Между тем, глаза разбегались от разнообразия электронных новинок, преимущественно, – как бы ни распинались в объяснениях молоденькие белорубашечники-продавцы, – сверхзагадочного для нормальных, «неускоряющихся» людей назначения; я-то чайник, – остужал своё дежурное любопытство Германтов, – все эти хищные штучки-дрючки, сулящие сверхчудеса бесконтактного общения, не для меня, замшелого, изготовлены и красиво выложены, вовсе не для меня, – теперь люльки грудных младенцев оснащают уже не цацками-погремушками, а этими ласково атрофирующими разум и чувства электронными приставками к человеку, которому они исподволь грозят антропологическими изменениями, ибо сам он может незаметно для себя превратиться в био-приставку к своим электронным игрушкам; в витрине, – поклон естественности? – сверхестественные плоды инноваций дополнял высокий керамический сосуд с наломанными ветками мимозы; и почему-то здесь тоже были в продаже лепестки роз.
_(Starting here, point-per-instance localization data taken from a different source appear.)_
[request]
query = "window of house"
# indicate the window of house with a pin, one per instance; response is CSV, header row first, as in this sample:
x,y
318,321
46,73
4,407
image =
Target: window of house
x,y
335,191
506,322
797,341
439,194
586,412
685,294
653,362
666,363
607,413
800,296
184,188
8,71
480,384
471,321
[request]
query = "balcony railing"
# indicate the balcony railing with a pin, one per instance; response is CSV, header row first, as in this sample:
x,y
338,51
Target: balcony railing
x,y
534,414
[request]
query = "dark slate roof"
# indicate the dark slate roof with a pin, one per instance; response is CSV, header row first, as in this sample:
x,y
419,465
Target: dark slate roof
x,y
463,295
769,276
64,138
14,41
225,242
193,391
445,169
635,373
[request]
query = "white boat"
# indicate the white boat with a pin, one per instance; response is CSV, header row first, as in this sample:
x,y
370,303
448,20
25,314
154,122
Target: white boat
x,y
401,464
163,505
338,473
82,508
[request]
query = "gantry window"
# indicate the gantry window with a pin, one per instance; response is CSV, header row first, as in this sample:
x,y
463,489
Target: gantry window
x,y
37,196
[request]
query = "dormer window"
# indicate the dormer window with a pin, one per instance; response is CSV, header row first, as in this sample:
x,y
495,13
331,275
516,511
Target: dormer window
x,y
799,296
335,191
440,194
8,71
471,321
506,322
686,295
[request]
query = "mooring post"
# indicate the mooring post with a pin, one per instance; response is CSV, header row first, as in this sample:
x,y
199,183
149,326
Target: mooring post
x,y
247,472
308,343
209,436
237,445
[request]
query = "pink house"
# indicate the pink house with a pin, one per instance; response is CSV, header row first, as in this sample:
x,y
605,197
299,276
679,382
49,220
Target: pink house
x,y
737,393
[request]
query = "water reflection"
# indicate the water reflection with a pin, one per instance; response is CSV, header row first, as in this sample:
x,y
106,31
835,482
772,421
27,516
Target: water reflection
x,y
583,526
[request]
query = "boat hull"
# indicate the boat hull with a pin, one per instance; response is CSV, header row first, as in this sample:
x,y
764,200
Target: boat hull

Гламур спешил породниться с Интернетом?
Уже породнился: если нет смерти, то нет и времени.
Но времени-то не было и до гламура с Интернетом, не смешно ли? – вспомнил, что и у Бога самого не нашлось времени для создания Вселенной, а Большой взрыв – всего-то случайность.
А-а-а-а, лепестки лепестками, но всем-то разномастным борцам за всё хорошее против всего плохого нежными цветочными ароматами не угодишь, не только патриотичный убого-фундаменталистский Шилов и К. недовольны были колебаниями державного курса, – судя по происходившему в шикарной плазменной панели, на противоположном идейном фланге, облыжно ошельмованном патриотами как либеральный, тоже бузили, вместо того, чтобы варенье варить и чаёвничать: сначала показали шествие с маленьким злым человечком с мегафоном перед цепью людей, всей цепью бережно несущих длинный горизонтальный лозунг «мы – за демократию»; а кто против? – вяло подумал Германтов. – Вот только по особо-анархичному ли аршину нашему выйдет калькировать ихнюю скучненькую политкорректную демократию… Потом в плазме зажил своей жизнью недавний протестный митинг, уверовавший, что страну, которая по их же, протестующих, мнению столетиями из-за самодержавий и диктатур своих мается на задворках цивилизованного мироздания, сверхбыстро на магистральный истинный путь можно вывести. Стоит только демократические и антикоррупционные шашечки, высунув от усердия языки, аккуратно нарисовать на министерствах и судебных присутствиях, и тогда только…
О, тогда начнут спорить с пеной у ртов о размерах шашечек, о размерах промежутков между шашечками…
На трибуне выделялся рослый и полный, обаятельный, круглолице-усатый и неизменно улыбчивый поэт-прозаик, написавший очень хорошую книгу о Пастернаке: с напускной весёлостью он пританцовывал, рифмовал-выкрикивал издевательские кричалки, – и с чего бы было ему связываться с политпигмеями, растрачивать энергию свою на такую чушь? Спятил? Чего ради вдруг покидает разум, – ради коллективной слепоты? Или и самых умных покидает разум, если они, пусть даже по собственной воле, оказываются в толпе? Толпа умников? – такого не бывает. Или – усатый поэт-прозаик лишь один заигрался? – остальные-то, те, что поглупее, но фанатичнее, – свирепо-серьёзны. Они обвала нефтяных котировок, как манны небесной, ждут. А пока: даёшь свободу, – долой, долой. Нда-а, эти, с перекошенными физиономиями, мечтают ухватиться поскорее за властные рычаги: подростковое желание порулить? Нда-а, больше ли, меньше извилин, но все революционеры ведь заведомо безвкусны, а безвкусица безответственного предреволюционного карнавала редкостно заразительна, ей вдруг хочется так отдаться.